Alcaraz – Brahimi : comme on se retrouve…
Côté effectif, le potentiel est là. Et l’ancien coach de Grenade CF le sait très bien pour avoir eu Yacine Brahimi sous sa coupe il y a 3 saisons. « À l’époque on avait un groupe composé majoritairement de joueurs étrangers. J’avais de bonnes relations avec tout le monde, y compris Brahimi, que je considère comme l’un des meilleurs joueurs que j’ai entrainés durant toute ma carrière. D’ailleurs, Brahimi a fait une excellente saison ce qui lui a permis de signer au FC Porto », se rappelle-t-il. Cette fois, c’est dans un autre cadre qu’il retrouvera son ancien protégé avec des regroupements entrecoupés alors qu’il l’avait au quotidien sous ses ordres. Une première expérience comme sélectionneur pour Alcaraz dont le choix n’avait pas trouvé l’enthousiasme des supporters ici en Algérie. «Je respecte l’avis de l’opinion. Vous savez, j’ai passé les dernières quinze années en poste, et ce, en drivant différentes équipes de première et deuxième divisions espagnoles. J’ai même entraîné en Grèce. J’ai 800 matches en Ligua. C’est une preuve que je connais bien mon métier. Maintenant, j’espère convaincre ceux qui ont critiqué mon choix », a tempéré le technicien de 50 ans. Lucide, il sait qu’il ne pourra gagner en crédibilité qu’en faisant de bons résultats avec les « Guerriers du Sahara ».

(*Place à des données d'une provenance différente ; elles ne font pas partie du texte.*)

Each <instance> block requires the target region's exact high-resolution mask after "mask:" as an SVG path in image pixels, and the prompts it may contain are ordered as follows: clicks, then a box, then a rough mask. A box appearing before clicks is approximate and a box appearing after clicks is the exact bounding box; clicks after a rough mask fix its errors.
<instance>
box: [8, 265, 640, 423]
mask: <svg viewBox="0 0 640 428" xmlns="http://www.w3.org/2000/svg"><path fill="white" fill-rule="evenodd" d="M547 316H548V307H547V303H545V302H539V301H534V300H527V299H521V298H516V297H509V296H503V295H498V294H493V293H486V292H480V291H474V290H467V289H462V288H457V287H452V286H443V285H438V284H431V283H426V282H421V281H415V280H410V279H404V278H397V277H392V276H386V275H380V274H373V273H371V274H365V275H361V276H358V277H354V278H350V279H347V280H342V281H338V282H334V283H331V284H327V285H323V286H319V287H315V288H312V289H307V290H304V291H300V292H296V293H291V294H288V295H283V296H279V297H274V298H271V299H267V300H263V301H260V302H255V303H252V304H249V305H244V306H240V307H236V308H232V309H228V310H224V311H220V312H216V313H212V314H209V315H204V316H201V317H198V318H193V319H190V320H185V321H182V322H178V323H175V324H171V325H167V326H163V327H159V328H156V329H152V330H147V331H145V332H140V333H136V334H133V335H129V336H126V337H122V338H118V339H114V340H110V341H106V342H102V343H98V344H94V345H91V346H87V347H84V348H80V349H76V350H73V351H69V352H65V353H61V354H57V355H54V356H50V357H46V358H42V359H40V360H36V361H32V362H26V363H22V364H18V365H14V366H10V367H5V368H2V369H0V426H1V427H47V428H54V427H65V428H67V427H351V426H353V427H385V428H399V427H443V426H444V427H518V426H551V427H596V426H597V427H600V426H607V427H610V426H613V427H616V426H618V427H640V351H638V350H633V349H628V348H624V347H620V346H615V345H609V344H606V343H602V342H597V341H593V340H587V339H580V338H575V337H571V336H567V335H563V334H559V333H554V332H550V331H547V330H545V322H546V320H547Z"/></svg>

Il n’était pas le plan principal
Toujours avec sa désignation en lieu et place de Georges Leekens, Alcaraz a révélé qu’il n’avait « aucun contact avec la FAF durant ma présence à Grenade. Ce n’est qu’après mon départ que la Fédération algérienne de football m’a contacté. J’ai rencontré par la suite M. Zetchi pour approfondir les discussions. J’ai vite trouvé un accord dans une discussion fluide. » Voulant s’attacher les services d’un entraîneur ibérique, le boss de la balle ronde Dz a fini par se rabattre sur Alcaraz à défaut de choix. Surtout qu’il était pressé par le temps ayant promis de désigner un sélectionneur pour le 11 avril. La disponibilité d’Alcaraz sur le marché était une aubaine pour s’offrir les services d’un homme répondant au profil dressé au préalable. Alcaraz n’a pas trop chômé donc en voyant Zetchi lui confier les rênes de l’EN lui offrant l’occasion de diriger une sélection pour la toute première fois.
« Lorsque j’ai dirigé mon premier club de 2e division, je n’avais pas beaucoup d’expérience dans ce palier, et c’était la même chose lorsque j’ai pris mon premier club de première division, puis mon premier club étranger. Mais j’ai appris à chaque fois et je suis devenu meilleur avec le temps. Je reconnais que prendre les destinées de la sélection algérienne est, pour l’heure, le plus gros défi de ma carrière, mais comme cela a été précédemment le cas, j’espère apprendre vite, pour être à la hauteur», note Alcaraz. En effet oui, l’assimilation expresse est recommandée au moment où l’immédiateté des résultats est requise.